The latest issue of The Economist has a review of Animal Spirits: How Human Psychology Drives the Economy, and Why It Matters for Global Capitalism by two global heavyweights in economics—George Akerlof and Robert Shiller. The authors talk of five other “spirits” that they derive from Keynes’ reference to animal spirits. They are confidence, fairness, corruption (or bad faith), money illusion and “stories”. The authors, we read in the review, opine that on many occasions, these spirits play an important role in influencing our responses rather than just the rationality assumed by economic models.
The subject I propose to tackle today is humility which is related to confidence (overconfidence)—one of the moving spirits of economics, according to authors. There is no evidence yet that humility has arrived, despite the mayhem. Hence, I find it difficult to believe that we have solved or brought the crisis under control.
The Financial Times can take credit for giving a new word to the English language. On 20 March, this is how its news item on a slew of Ponzi schemes that regulators in the US have unearthed began: “US federal regulators have warned of a ‘rampant Ponzimonium’ as they disclosed they are investigating ‘hundreds’ of possible scams in the aftermath of the $50 billion fraud allegedly perpetrated by Bernard Madoff.
“Bart Chilton, a commissioner at the Commodities Futures Trading Commission, the US regulator, said the watchdog was ‘seeing more of these scams than ever before’ in commodities and other futures markets.”
At the core, the common thread between light-touch regulators, “diffused risk” policymakers and Ponzi-schemers is the belief that the business cycle had been tamed. They all began to believe that the sky would always be blue and that it would not be a limit either. The belief that they had tamed business cycles through their astute policy moves over the last two decades and that rising asset prices were a vindication of their approach to economic policymaking had grown firm roots. The success claimed in taming consumer price inflation illustrates this vividly.
The argument went thus: Inflation had been held down because central banks had become independent of political influence. Such independent central banks had dampened business cycle volatility and held inflation within a tight band. They did not adequately account for the fact that inflation had come down due to a combination of several factors and that the declining trend in inflation could and would reverse itself once these trends waned or weakened. They were the shift of manufacturing to low-cost centres, the declining power of labour unions in the West and a prolonged slump in commodity prices.

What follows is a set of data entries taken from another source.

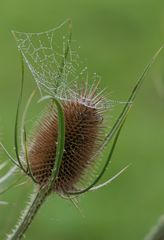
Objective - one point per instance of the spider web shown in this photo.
(52, 60)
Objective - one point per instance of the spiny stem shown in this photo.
(29, 213)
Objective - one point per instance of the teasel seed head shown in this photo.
(83, 132)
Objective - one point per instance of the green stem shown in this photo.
(157, 232)
(29, 214)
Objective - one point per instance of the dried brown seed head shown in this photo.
(83, 124)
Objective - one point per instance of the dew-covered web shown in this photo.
(52, 60)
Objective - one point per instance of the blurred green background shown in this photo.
(118, 39)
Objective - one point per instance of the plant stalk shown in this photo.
(29, 213)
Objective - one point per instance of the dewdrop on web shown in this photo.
(63, 151)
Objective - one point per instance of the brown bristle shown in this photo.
(82, 126)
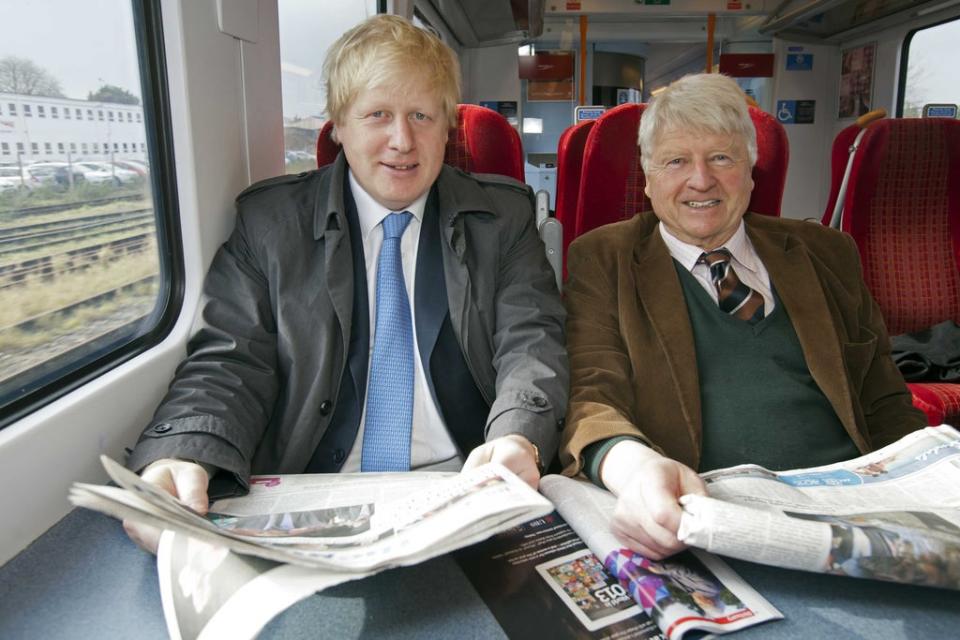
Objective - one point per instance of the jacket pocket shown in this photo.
(857, 357)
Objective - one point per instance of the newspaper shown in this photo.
(352, 535)
(692, 591)
(228, 573)
(893, 514)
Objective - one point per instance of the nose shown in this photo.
(401, 136)
(701, 175)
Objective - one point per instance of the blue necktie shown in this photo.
(386, 432)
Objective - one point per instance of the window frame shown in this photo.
(151, 61)
(905, 60)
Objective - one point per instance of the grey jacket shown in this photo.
(256, 391)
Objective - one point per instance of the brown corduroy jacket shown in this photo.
(632, 360)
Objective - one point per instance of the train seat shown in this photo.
(902, 207)
(612, 184)
(839, 159)
(484, 142)
(570, 150)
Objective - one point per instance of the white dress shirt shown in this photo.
(430, 443)
(745, 262)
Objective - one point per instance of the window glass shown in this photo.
(82, 281)
(307, 29)
(933, 76)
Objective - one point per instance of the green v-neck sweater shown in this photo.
(758, 401)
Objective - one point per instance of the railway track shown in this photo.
(66, 206)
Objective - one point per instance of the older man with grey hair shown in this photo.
(703, 336)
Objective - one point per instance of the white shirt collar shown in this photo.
(372, 213)
(687, 254)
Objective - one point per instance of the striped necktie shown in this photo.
(733, 296)
(389, 418)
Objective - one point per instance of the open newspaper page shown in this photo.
(690, 591)
(361, 536)
(893, 514)
(543, 566)
(210, 592)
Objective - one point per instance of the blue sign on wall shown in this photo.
(800, 62)
(786, 111)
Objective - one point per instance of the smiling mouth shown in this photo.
(701, 204)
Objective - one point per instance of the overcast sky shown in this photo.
(87, 43)
(82, 43)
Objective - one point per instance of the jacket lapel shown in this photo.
(795, 278)
(660, 296)
(330, 226)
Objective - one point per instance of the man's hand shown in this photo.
(648, 487)
(186, 481)
(512, 451)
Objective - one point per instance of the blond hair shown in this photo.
(386, 50)
(703, 103)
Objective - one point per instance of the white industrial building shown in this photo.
(39, 129)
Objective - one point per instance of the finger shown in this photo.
(477, 457)
(191, 487)
(630, 526)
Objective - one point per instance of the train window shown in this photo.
(307, 29)
(929, 71)
(90, 270)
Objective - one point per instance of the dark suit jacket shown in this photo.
(257, 390)
(632, 360)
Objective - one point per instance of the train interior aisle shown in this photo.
(128, 127)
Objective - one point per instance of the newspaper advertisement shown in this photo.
(692, 591)
(893, 514)
(210, 592)
(544, 566)
(356, 537)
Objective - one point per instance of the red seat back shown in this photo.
(839, 154)
(903, 209)
(484, 142)
(611, 182)
(570, 150)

As the Indian, Chinese and other developing economies began to grow faster, their cost advantage began to erode. Commodity prices were no longer falling either. Only the power of labour unions is yet to be restored to its former glory. Hence, when the inflation spike happened in 2007-08, central banks were slow to react and stuck to the lame defence that core inflation was contained.
In other words, the belief that they had done all the right things and continued to do so blinded them to the possibility that a combination of special factors had shaped their success. If they had not been thus blinded, they would have been more open-minded about their limitations and approached the problems differently.

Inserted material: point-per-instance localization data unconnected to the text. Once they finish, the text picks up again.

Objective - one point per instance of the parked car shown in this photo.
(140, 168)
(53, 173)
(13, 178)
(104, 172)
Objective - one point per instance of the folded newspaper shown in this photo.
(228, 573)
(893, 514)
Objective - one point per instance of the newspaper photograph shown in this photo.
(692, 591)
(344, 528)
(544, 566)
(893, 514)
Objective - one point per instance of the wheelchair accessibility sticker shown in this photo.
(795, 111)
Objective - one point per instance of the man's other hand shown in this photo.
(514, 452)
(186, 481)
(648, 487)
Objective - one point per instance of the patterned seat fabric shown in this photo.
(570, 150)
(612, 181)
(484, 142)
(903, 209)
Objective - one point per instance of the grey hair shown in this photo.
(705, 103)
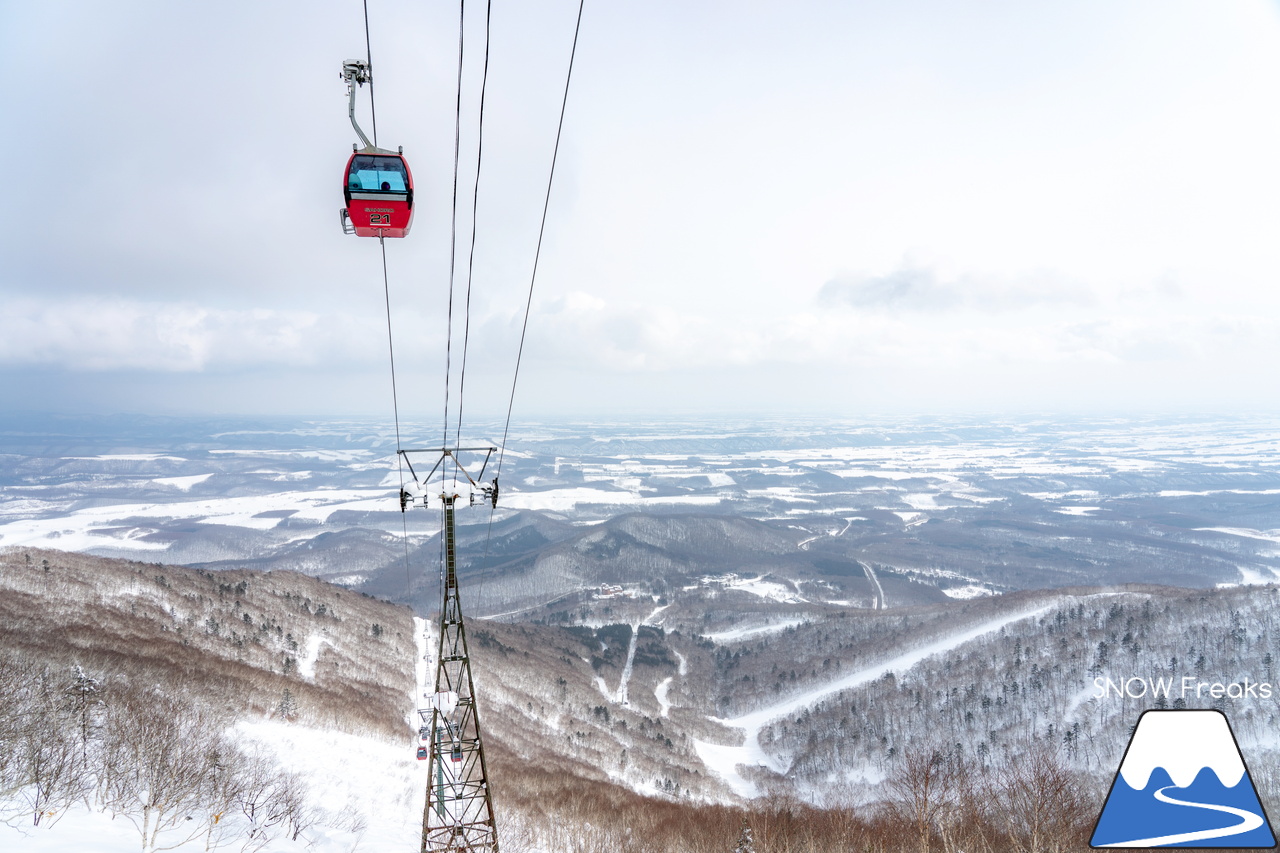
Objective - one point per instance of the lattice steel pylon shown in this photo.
(458, 812)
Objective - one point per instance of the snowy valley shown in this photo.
(672, 632)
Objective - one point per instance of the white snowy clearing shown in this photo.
(310, 655)
(119, 525)
(726, 761)
(371, 792)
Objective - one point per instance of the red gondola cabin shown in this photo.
(379, 191)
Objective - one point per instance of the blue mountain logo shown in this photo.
(1183, 783)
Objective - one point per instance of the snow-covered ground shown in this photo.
(371, 793)
(727, 760)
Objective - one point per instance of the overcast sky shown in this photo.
(819, 208)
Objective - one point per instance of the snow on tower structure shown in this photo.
(458, 811)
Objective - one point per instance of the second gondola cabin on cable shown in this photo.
(378, 185)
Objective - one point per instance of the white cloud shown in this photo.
(126, 334)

The same thought process drove the attitude of other players, down to the borrowing public. Everyone began to accept that rising asset prices were their fundamental right. Nothing could stop it. Even if something temporarily did, that would be fixed by policymakers. This permeated developing economies too. The public and governments there too began to think that higher growth rates were now their entitlement and nothing would come in the way of their claim to it. Bare Talk reckons that this is the unifying explanation to the global nature of the problem. Bad ideas diffuse faster and that is a universal law of our times.
Undoubtedly, policymakers, academics and leading economists who always spoke of “soft landing” must bear a large share of the blame for the current situation. Their confidence infected the public in their countries while their reach message was carried by their imitators in the developing world.
Just consider this attitude: Rising asset prices reflect fundamentals while falling and lower asset prices are a liquidity problem. That explains everything. If asset prices go up, it is because of good fundamentals (that I played a role in creating) but if they decline, then it must be because of irrational withdrawal of liquidity that greases market wheels. It will be hard to find a better example of hubris.
Of course, many economists and bankers would yawn at this explanation. That is the problem. We must remember the modeller’s manifesto of Emanuel Derman and Paul Wilmott: The world does not satisfy our equations. Unfortunately, if Chrystia Freeland is right, we are on course to discovering the truth too late to stop it.